News Flash
GENEVA, Aug 28, 2025 (BSS/AFP) - UN rights experts voiced alarm Thursday at
reports of "enforced disappearances" of starving Palestinians seeking food at
distribution sites run by the Gaza Humanitarian Foundation (GHF), urging
Israel to end the "heinous crime".
The seven independent experts said in a joint statement they had received
reports that a number of individuals, including one child, had been "forcibly
disappeared" after going to aid distribution sites in Rafah, southern Gaza.
The GHF said there was "no evidence" of enforced disappearances at its aid
sites.
"Reports of enforced disappearances targeting starving civilians seeking
their basic right to food is not only shocking, but amounts to torture," said
the experts, who are mandated by the UN Human Rights Council, but who do not
speak on behalf of the United Nations itself.
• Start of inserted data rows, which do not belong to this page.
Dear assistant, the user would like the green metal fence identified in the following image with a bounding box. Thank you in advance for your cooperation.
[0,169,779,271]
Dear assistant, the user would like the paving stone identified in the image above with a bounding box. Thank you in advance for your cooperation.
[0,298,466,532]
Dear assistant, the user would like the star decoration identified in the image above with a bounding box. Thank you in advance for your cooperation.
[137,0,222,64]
"Using food as a tool to conduct targeted and mass disappearances needs to
end now."
Israel's military was reportedly "directly involved" in the matter, said the
statement signed by the five members of the UN Working Group on Enforced or
Involuntary Disappearances, along with Francesca Albanese, the UN special
rapporteur on rights in the Palestinian territories, and her counterpart on
the right to food, Michael Fakhri.
Israel's military was "refusing to provide information on the fate and
whereabouts of persons they have deprived of their liberty", in violation of
international law, the statement said.
"The failure to acknowledge deprivation of liberty by state agents and
refusal to acknowledge detention constitute an enforced disappearance."
- 'Heinous crime' -
The UN declared a famine in Gaza governorate last week, blaming "systematic
obstruction" of humanitarian deliveries by Israel.
Israel, which has accused Hamas of looting aid supplied by the UN, imposed a
total blockade on Gaza between March and May.
Once it began easing restrictions, the GHF, a private organisation supported
by Israel and the United States, was established to distribute food aid,
effectively sidelining UN agencies.
The experts pointed to how "aerial bombardment and daily gunfire at and
around the crowded facilities have resulted in mass casualties".
"The Gaza Humanitarian Foundation is obligated to provide secure distribution
sites and has contracted private military security companies to that end,"
they said.
The UN human rights office said last week it had documented that 1,857
Palestinians had been killed while seeking aid since late May, including
1,021 near GHF sites.
Now, the experts warned, "the distribution points pose additional risks for
devastated individuals of being forcibly disappeared".
When asked by AFP about the experts' statement, GHF said: "We operate in a
war zone where serious allegations exist against all parties operating
outside our sites. But inside GHF facilities, there is no evidence of
enforced disappearances."
The experts meanwhile urged Israeli authorities to "put an end to the heinous
crime against an already vulnerable population".